Industry experts agree one of the best ways to enhance overall security is to keep different parts of the IT infrastructure separate.
It appears that organizations often struggle to understand and implement the basic principles of network segmentation effectively.
Best security practice recommends that groups of IoT equipment and medical devices be kept segmented from the network overall.
This improves the chances of a successful attack being detected and contained locally. Without proper segmentation its effects could spread and cause serious harm elsewhere.
4. Legacy Vulnerabilities
Healthcare organizations still rely heavily on legacy IT systems. New technologies may be more cost effective in the long run but they are hard to justify in the face of short term budget constraints and ongoing compliance factors.
Adding cloud services into this mix introduces fresh risks. For example, legacy systems may run on obsolete machine code. Their designers never envisaged they might one day be joined up with wider systems or communicate extensively with future generations of equipment and devices.
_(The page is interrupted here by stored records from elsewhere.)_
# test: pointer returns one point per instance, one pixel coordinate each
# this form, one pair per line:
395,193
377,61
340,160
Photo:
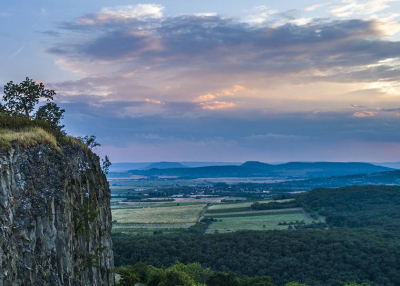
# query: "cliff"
55,217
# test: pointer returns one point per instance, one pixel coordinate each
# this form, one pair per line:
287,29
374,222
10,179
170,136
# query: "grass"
239,206
27,137
165,215
32,132
264,221
255,213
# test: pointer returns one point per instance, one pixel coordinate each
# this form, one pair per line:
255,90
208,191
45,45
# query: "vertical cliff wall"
55,218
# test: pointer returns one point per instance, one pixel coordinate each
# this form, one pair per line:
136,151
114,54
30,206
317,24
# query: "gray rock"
55,218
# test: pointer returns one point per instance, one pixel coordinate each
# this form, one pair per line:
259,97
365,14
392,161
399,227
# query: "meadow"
173,218
157,215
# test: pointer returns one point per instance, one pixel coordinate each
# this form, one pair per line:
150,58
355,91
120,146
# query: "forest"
360,243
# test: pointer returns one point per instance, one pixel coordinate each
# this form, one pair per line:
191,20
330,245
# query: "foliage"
180,274
23,97
106,164
191,274
27,137
363,248
53,114
90,141
367,206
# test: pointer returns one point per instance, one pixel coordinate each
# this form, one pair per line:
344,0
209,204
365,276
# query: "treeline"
311,256
354,207
192,274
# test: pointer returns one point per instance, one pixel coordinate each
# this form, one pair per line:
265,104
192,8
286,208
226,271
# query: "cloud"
354,106
352,7
314,7
50,33
4,14
17,52
140,11
215,43
214,105
363,114
259,14
225,92
276,136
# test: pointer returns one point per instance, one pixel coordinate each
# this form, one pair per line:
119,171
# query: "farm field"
174,217
246,204
261,220
167,215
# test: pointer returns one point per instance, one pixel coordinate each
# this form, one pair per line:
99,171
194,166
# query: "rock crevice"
55,218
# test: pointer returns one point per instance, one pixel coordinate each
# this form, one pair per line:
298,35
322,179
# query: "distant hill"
394,165
126,166
258,169
165,165
382,178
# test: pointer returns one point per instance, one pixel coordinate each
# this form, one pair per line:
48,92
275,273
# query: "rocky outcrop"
55,218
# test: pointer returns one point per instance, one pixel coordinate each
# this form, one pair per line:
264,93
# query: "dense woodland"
192,274
361,243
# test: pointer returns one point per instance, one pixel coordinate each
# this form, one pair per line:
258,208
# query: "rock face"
55,218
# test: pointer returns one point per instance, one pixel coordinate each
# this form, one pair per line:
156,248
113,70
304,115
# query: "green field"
167,215
246,204
258,220
174,218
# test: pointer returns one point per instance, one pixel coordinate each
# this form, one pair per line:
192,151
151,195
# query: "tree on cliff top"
23,97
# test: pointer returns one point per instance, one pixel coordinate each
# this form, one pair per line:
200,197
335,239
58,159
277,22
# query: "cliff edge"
55,217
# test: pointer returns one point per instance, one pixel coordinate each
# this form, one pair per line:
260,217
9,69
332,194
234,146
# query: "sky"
220,80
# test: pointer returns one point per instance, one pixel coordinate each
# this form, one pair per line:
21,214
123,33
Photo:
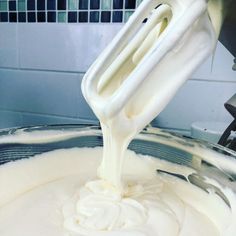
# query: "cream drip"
152,204
156,61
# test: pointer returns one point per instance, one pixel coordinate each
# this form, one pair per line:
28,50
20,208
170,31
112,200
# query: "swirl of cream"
103,209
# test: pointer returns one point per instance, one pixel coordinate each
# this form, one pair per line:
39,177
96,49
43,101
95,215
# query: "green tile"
138,2
73,4
127,15
21,5
3,5
106,4
61,16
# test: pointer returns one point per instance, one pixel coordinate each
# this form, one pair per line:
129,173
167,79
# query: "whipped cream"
43,202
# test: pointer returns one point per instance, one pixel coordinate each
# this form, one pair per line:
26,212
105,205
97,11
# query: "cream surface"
58,193
48,188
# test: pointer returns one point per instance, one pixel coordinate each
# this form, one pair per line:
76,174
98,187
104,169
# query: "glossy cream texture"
45,190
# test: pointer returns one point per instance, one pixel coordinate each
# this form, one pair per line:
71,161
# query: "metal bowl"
208,160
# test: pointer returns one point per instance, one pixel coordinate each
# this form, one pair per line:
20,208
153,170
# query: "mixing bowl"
208,160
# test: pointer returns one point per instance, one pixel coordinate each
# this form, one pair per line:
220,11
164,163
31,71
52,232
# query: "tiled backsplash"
42,65
71,11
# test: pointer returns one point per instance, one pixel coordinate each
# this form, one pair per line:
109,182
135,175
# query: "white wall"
41,67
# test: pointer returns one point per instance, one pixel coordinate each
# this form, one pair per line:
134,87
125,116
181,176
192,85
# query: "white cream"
57,193
48,187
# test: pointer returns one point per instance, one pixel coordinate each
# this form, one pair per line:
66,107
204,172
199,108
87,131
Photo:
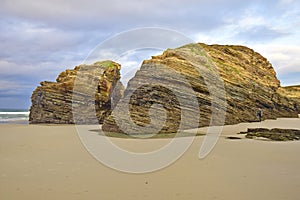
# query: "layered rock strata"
84,95
227,83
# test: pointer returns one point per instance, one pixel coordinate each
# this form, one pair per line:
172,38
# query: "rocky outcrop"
292,92
234,80
77,95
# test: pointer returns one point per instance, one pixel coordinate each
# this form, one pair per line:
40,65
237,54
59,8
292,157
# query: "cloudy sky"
41,38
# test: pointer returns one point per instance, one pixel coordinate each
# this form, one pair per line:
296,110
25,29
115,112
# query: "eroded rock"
97,87
249,82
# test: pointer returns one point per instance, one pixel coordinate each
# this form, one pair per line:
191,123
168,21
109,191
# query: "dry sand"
49,162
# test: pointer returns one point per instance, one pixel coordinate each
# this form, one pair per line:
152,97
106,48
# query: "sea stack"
88,88
249,82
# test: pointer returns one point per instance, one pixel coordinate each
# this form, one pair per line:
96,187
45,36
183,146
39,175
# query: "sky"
41,38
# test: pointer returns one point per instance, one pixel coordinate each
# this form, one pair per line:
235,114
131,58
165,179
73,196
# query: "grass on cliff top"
156,136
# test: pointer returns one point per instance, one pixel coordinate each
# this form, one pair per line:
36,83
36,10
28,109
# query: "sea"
14,116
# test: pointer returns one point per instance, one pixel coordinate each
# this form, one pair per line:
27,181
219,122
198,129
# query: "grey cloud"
259,34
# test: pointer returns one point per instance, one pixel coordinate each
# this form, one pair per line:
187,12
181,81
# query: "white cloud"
285,58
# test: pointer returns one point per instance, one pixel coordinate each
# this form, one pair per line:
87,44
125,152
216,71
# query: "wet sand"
49,162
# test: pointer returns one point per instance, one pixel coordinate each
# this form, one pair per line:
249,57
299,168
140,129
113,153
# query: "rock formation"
192,86
77,95
248,79
292,92
275,134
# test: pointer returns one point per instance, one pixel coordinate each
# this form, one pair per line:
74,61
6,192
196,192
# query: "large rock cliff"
292,92
59,102
248,82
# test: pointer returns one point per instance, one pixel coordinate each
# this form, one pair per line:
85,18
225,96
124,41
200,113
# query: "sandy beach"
49,162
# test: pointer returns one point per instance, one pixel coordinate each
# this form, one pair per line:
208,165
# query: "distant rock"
275,134
249,81
92,97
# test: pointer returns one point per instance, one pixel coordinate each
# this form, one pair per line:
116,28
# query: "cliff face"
52,101
249,83
192,86
292,92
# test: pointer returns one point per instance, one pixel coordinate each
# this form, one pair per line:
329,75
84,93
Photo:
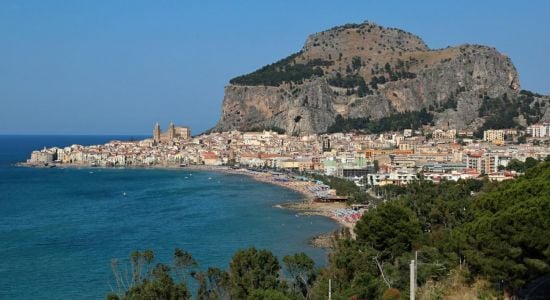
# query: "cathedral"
173,132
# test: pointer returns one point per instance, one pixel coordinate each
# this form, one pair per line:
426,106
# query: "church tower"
156,133
171,131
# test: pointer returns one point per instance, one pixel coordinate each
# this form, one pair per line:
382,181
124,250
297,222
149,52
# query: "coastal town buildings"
372,159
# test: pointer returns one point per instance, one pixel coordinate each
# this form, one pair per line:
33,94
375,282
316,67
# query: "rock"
449,82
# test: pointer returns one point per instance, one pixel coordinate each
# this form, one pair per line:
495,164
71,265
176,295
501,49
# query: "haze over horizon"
119,67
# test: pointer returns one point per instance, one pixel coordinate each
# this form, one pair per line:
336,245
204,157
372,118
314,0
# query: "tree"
253,269
268,295
390,229
301,269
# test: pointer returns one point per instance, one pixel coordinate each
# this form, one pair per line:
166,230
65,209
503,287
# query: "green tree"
253,269
268,295
301,269
390,229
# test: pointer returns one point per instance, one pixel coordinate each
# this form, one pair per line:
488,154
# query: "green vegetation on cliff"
285,70
496,233
395,122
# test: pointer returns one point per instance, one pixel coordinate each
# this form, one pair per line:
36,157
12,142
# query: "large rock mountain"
365,70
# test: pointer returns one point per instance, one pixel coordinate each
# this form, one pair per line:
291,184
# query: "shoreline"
304,206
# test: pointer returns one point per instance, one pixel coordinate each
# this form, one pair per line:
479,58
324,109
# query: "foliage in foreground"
492,235
500,232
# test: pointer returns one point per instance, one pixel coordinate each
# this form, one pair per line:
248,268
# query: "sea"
60,228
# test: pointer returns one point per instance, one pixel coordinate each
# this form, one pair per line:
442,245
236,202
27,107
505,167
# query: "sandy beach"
305,207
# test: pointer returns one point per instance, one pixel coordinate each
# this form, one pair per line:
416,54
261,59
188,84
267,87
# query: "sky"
117,67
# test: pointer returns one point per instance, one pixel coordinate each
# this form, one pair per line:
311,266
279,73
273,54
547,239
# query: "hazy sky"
117,67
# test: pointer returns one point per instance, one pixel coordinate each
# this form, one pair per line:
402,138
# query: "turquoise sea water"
60,228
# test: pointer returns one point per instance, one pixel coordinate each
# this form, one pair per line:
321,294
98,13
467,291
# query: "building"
494,136
173,133
539,130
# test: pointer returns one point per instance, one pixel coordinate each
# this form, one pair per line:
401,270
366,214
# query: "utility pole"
329,289
412,279
415,269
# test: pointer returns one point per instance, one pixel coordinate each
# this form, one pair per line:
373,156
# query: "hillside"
368,71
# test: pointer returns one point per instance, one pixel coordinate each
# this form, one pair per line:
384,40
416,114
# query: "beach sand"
306,205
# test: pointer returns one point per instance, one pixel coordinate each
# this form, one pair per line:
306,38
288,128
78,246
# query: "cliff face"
367,71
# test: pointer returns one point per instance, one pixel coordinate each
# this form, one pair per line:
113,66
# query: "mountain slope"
368,71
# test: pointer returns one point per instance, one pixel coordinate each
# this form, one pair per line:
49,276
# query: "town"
374,160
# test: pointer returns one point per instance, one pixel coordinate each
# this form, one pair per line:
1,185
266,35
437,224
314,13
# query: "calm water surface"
59,228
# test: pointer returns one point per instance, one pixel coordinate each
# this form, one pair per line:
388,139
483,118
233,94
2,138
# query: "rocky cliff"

Wherever the old joins up with the new it creates a point of vulnerability that must be fully addressed and locked down.
In accordance to guidance produced by the National Institure of Standards and Technology (NIST), no patient information should be stored or transmitted in an unencrypted form and strict controls should be in place to guard against unauthorized access to encryption keys.
Using enterprise-grade VPN software allows healthcare organizations to securely manage cloud-based remote communications with systems and devices across the board.
A VPN’s encrypted connections allow sensitive data to pass securely and in complete privacy over the public Internet.
In summary, as cloud services gain traction in healthcare, encryption is a well-established defense against those risks described above.
Cloud-based VPN services can help healthcare organizations mitigate these threats.
VPNs enable them to securely manage their remote connections and guarantee the privacy of their interactions with fellow professionals, systems and devices over the web.